In the wake of the failure of comprehensive immigration reform, the Bush Administration’s Department of Homeland Security has publicly stated its goal of “expand[ing] criminal investigations against employers who knowingly hire large numbers of illegal aliens,” and touts the increase in arrests by U.S. Immigration and Customs Enforcement (“ICE”) for criminal violations from 24 in FY 1999 to a record 716 in FY 2006. See http://www.dhs.gov/xnews/releases/pr_1186757867585.shtm. Unfortunately for employers, “knowingly” is a term of art in criminal law and can include both actual knowledge and willful blindness. 18 U.S.C. § 1546(a). Currently, being in possession of certain information – for instance, having multiple employees on the books with the same Social Security numbers – could be used as evidence by ICE of “willful blindness.” Violation of this statute constitutes a felony and can result in imprisonment for up to 10 years and/or fines of up to $500,000.
There are signs that ICE may be ready to broaden the definition of “willful blindness” even further.
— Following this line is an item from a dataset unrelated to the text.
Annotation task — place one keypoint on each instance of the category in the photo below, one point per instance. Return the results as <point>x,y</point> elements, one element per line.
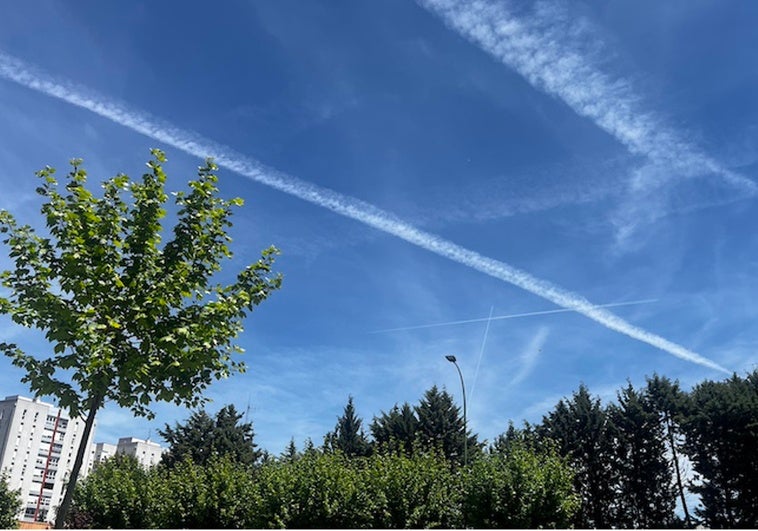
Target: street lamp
<point>452,360</point>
Although currently unenforceable due to a federal injunction, the ICE regulations regarding the Social Security “no-match letter” program that were issued on August 10, 2007, would impose a series of administrative requirements on employers, essentially requiring them to verify the immigration status of their employees or risk monetary penalties of up to $10,000 per worker for failure to comply. Under the no-match letter program, employers receive letters for employees whose proffered Social Security numbers do not match those in the Social Security Administration (“SSA”) database. Employers are obligated to further investigate those employees whose information does not match.
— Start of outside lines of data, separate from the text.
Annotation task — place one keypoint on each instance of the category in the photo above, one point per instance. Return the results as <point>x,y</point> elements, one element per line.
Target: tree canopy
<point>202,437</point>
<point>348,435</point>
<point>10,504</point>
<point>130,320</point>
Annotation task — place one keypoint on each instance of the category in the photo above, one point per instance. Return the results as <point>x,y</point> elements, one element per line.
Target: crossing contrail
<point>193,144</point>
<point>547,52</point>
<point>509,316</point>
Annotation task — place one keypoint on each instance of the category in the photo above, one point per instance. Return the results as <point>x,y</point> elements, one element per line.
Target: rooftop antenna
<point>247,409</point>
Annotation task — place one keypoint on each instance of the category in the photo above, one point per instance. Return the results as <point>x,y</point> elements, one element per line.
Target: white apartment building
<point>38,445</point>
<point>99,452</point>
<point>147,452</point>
The courts have still not issued a final decision regarding whether these requirements will become enforceable, but if they do, employers will need to act quickly to avail themselves of the “safe harbors” described. In particular, the rule requires that employers: 1) check their records within 30 days of receipt of the letter to determine whether the discrepancy is the result of the employer’s typographical, transcription or similar clerical error; 2) if the discrepancy is not the result of the employer’s error, the employer should request the employee to confirm that the employer’s records are correct; 3) if the discrepancy is still not resolved, the employer should request the employee to bring the necessary documents to the appropriate agency to resolve the discrepancy within 90 days; 4) if the discrepancy is not resolved within 90 days, the employer must complete a new I-9 form for the employee by the 93rd day; and 5) if the discrepancy is not resolved and the employee’s identity and work authorization are not verified on a new I-9 form using the required documents, the employer must terminate the employee. Despite taking these actions, if other independent evidence exists to show that the employer had reason to know of the employee’s illegal status, the employer is not protected even though the safe harbor procedures were utilized.
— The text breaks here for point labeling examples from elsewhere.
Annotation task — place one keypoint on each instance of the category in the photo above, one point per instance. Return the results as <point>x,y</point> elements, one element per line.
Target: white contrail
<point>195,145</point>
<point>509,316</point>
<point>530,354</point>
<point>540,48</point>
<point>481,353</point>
In addition to its expanded criminal enforcement, ICE has made clear that it will force change by employers through economic means as well; ICE has been carrying out raids at dozens of workplaces, including a June 12, 2007, raid of a processing plant in Portland, Oregon, that led to the detention of 167 workers who were suspected of illegal status. These kinds of raids can force costly shutdowns of operations, even if workers are later found to be legal immigrants. In the health care industry, a comparable raid could seriously jeopardize patient care if medical aides, orderlies or other low-level hospital workers were similarly detained en masse.
Ultimately, health care employers need to review their policies to ensure they fall into a safe harbor under the new rules. Even if those rules are never officially implemented, meeting their requirements is a safety measure against criminal liability for “willful blindness” to employing workers with false documents.